Thursday, 08 April 2021 11:55

The Social Place: Pretty is nice, money is nicer

Written by  Polly Hammond
5forests Managing Director Polly Hammond 5forests Managing Director Polly Hammond

At 5forests, we spend a lot of time looking at websites - cheap, expensive, DIY, custom - from all around the world.

At the same time, we spend equally as many hours looking at global wine consumer data: who, where, when, how, why. What we find, smack dab in the middle, is that too often wine websites priorities pretty over usable.
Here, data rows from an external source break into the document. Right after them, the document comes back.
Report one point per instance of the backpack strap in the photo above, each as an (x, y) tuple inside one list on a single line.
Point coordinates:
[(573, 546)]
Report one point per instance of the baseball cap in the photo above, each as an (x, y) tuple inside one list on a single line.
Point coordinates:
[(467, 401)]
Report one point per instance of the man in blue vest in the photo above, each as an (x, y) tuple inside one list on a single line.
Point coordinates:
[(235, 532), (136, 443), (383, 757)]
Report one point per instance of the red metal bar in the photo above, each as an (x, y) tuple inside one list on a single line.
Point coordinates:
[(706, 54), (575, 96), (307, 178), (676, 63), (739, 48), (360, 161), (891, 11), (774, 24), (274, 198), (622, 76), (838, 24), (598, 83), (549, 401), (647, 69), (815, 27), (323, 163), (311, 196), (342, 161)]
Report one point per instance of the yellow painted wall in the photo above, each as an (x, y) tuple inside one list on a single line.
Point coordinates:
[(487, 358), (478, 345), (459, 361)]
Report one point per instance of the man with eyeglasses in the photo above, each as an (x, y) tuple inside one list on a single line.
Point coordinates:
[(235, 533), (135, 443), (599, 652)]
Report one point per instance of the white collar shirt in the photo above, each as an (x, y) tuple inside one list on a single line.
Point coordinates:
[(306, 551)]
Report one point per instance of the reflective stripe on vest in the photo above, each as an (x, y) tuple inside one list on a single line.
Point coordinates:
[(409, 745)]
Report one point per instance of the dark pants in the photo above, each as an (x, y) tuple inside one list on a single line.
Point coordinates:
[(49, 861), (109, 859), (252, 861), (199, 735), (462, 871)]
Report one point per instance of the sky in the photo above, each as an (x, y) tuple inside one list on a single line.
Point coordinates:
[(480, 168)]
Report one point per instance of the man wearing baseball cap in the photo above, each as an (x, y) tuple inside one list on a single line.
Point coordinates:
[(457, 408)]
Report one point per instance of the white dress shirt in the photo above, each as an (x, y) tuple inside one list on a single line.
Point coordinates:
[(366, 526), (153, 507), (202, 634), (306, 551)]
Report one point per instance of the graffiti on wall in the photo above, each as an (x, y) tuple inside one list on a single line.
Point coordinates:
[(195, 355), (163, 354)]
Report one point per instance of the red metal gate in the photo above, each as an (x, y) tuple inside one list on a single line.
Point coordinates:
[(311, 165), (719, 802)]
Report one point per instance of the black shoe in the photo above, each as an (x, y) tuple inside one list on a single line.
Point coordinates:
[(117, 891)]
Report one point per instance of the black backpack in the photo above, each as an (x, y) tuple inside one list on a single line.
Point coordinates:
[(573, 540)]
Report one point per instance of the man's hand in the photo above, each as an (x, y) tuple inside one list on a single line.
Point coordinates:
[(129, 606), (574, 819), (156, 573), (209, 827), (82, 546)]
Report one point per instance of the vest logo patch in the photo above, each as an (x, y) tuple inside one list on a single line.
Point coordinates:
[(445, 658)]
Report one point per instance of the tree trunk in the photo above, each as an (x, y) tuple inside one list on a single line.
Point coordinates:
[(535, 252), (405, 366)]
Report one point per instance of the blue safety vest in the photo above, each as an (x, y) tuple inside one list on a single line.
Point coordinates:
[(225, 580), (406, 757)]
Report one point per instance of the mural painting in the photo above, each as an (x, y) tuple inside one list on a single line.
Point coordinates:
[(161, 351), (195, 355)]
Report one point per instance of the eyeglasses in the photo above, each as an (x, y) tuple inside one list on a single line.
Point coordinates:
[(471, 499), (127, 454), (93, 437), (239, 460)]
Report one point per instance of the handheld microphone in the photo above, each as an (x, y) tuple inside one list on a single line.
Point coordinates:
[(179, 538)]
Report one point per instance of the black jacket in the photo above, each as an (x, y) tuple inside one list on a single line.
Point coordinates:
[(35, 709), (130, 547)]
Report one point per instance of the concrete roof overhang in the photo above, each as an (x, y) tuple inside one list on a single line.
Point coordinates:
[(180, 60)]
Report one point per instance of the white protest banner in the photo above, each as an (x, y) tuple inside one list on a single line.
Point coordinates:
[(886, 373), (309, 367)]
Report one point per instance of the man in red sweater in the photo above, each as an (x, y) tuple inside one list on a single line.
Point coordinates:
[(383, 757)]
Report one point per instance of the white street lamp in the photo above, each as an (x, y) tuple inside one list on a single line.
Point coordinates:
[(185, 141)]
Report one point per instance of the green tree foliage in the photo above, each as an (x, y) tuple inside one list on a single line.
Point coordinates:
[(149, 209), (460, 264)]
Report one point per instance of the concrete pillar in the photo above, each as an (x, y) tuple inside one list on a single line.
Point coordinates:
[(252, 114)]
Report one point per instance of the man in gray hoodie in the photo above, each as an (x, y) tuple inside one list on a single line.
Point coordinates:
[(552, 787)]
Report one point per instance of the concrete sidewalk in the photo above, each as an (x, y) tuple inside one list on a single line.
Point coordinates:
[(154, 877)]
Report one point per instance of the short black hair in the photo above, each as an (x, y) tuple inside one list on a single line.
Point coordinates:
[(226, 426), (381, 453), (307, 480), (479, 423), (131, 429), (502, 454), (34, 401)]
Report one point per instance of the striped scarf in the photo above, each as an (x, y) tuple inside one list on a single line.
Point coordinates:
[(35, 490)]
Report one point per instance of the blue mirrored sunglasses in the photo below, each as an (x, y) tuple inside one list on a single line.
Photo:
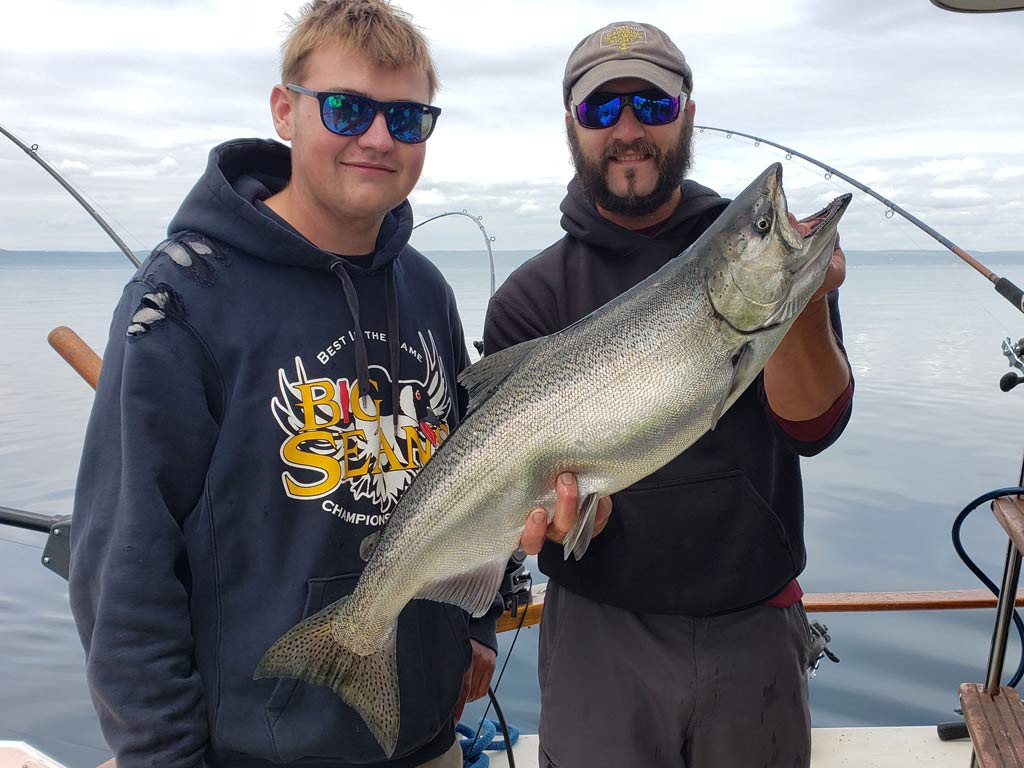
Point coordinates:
[(352, 114), (650, 108)]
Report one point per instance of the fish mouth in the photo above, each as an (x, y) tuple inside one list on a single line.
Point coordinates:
[(819, 243), (827, 214)]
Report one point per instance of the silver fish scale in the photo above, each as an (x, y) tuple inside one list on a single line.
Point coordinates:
[(612, 398)]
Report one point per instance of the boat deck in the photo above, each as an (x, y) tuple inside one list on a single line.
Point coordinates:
[(834, 748), (830, 748)]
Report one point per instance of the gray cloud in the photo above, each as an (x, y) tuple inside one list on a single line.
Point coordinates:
[(922, 104)]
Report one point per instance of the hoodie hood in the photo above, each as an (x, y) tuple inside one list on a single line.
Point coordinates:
[(239, 173), (222, 206), (582, 220)]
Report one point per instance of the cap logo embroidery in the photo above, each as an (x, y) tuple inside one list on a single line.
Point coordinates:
[(624, 37)]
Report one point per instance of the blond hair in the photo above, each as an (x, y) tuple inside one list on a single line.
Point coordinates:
[(376, 29)]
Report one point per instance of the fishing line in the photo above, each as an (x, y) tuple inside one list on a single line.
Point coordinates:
[(494, 691), (957, 545)]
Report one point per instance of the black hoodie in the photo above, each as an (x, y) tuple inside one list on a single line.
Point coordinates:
[(230, 473), (720, 527)]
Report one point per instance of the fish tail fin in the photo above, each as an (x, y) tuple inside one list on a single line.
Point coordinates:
[(312, 651)]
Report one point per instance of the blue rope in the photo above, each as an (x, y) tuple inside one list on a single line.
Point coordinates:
[(473, 751)]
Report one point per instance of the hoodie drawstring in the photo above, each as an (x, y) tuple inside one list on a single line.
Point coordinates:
[(391, 305), (361, 364)]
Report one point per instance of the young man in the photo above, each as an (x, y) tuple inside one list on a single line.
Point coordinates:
[(278, 372), (679, 639)]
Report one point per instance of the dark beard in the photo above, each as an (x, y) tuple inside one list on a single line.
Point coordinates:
[(672, 167)]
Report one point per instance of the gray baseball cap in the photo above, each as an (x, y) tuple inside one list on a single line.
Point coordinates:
[(625, 49)]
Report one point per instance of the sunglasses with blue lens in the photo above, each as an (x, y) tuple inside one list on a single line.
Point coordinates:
[(352, 114), (650, 108)]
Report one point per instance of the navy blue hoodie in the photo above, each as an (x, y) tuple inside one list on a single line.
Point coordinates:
[(230, 472)]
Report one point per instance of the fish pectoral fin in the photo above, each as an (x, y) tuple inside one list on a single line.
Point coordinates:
[(740, 361), (369, 545), (310, 651), (578, 540), (473, 591), (484, 377)]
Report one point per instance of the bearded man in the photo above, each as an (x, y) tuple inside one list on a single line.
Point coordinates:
[(680, 638)]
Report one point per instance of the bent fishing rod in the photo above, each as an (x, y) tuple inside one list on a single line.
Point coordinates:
[(1003, 286), (33, 152)]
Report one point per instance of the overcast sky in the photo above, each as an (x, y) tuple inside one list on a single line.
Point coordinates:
[(126, 97)]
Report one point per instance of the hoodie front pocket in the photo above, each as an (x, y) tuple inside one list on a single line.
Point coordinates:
[(312, 721)]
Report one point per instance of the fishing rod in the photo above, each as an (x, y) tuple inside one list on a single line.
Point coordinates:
[(33, 152), (487, 239), (1003, 286)]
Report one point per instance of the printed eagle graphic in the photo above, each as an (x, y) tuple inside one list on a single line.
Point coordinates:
[(421, 425)]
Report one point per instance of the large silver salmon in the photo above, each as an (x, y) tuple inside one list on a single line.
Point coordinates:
[(610, 398)]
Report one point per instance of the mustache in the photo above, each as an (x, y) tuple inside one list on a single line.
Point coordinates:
[(640, 146)]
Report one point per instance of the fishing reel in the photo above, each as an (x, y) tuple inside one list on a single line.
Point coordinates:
[(1014, 353)]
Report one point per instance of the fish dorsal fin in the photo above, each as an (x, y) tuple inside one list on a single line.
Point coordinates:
[(473, 591), (740, 361), (483, 377), (369, 545), (578, 540)]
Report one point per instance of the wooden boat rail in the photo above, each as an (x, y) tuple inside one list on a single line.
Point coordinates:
[(822, 602)]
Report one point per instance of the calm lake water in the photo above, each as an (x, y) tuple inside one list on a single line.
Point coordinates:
[(931, 430)]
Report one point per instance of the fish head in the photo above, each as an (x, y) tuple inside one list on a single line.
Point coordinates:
[(764, 271)]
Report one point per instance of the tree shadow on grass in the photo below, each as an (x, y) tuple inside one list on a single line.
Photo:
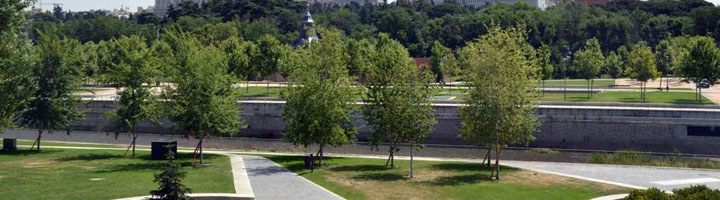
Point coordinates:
[(27, 152), (90, 157), (359, 168), (379, 177), (459, 180), (468, 167)]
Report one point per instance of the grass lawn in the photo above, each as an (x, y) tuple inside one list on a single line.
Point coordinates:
[(358, 178), (636, 158), (629, 97), (576, 82), (99, 174)]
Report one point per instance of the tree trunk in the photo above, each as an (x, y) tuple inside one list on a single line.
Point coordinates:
[(412, 149), (39, 138)]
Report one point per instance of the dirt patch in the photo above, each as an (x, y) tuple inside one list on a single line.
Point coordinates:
[(37, 163)]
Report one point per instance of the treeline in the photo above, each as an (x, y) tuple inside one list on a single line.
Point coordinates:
[(418, 24)]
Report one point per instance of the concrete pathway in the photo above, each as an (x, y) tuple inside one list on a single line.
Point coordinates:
[(271, 181), (638, 177)]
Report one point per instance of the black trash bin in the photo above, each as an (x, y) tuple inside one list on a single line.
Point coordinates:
[(308, 161), (160, 150), (9, 144)]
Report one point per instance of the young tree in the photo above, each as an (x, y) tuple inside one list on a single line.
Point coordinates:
[(270, 57), (397, 99), (170, 181), (56, 76), (614, 65), (702, 64), (588, 62), (320, 97), (131, 65), (203, 101), (642, 66), (548, 69), (502, 80), (16, 86)]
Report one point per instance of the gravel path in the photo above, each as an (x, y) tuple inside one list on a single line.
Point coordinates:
[(270, 181)]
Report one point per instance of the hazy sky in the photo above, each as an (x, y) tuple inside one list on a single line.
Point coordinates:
[(84, 5)]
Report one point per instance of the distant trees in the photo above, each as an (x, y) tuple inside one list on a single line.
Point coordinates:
[(641, 66), (133, 68), (319, 97), (588, 62), (502, 79), (702, 64), (397, 97), (56, 76), (16, 52), (203, 102)]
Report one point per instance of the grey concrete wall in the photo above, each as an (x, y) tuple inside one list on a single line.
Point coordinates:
[(657, 129)]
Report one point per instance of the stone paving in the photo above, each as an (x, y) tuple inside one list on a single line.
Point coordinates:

That's an expensive mistake, so let's talk about the three most common design choices that wineries love but customers loathe.

1. Moving Parts

You know what I'm talking about: sliders and video background and animations and custom hover effects... This is the stuff that agencies convince you to do so that they can submit your design for an award, or that someone designed seven years ago when it was cool and now can't bring themselves to remove.

With rare exception do any of these actually help you market your product.

In fact, they often directly impede sales. They slow down site load time (site speed is one of the top factors in user happiness), they often work poorly on mobile devices, and they are distracting. Plus, they're expensive. Skip all the bling and spend that extra money on better copy.

2. Illegible Design Choices

I'm the first person to say, 'fonts are magical'. But they're worthless if they can't be read by your audience.

Our eyes are best at around the age of 30, so basically our entire target market is on the downhill slide for vision.

Here's my advice: increase your font size across all devices. If you have to zoom in, it's too small.

If it doesn't stand out against the background, check your contrast, check your font weight. You know that gold colour that everyone in wine likes to use? Rubbish for contrast. It needs to die a design death.

If you need a tool to help, Google "accessibility checker" and you'll find several that will check the contrast for you.

Next, use fonts the way they were meant to be used. Headline fonts really are only meant to be used for a few words and at large sizes; condensed (narrow) fonts are fine for navigation and headlines, not body copy; and script fonts have little or no place on websites.

3.Pattern Interruption

This is another one of those "design-y" things that we see too often in sites trying to be clever.

There are basic patterns of reading and comprehension, as well as website and e-commerce layout.

Similarly, information is hierarchical - visually, structurally, and even semantically. Common patterns support our ability to navigate and scan a page, understand what is important, and absorb the content we seek.

If you are trying to stand out by rearranging common site elements (buttons, cart, navigation, scroll direction, content flow) you will negatively impact usability and therefore you will reduce a site visitor's willingness to stick around, explore, and shop.

Anyone who has sat through a 5forests workshop will hear me say, "shop your site". So, today, grab your phone, open your website, and spend some time playing with it as if you were a new visitor. Is it easy to read, easy to use, easy to follow? Less is more, patterns work, and money is nicer than pretty.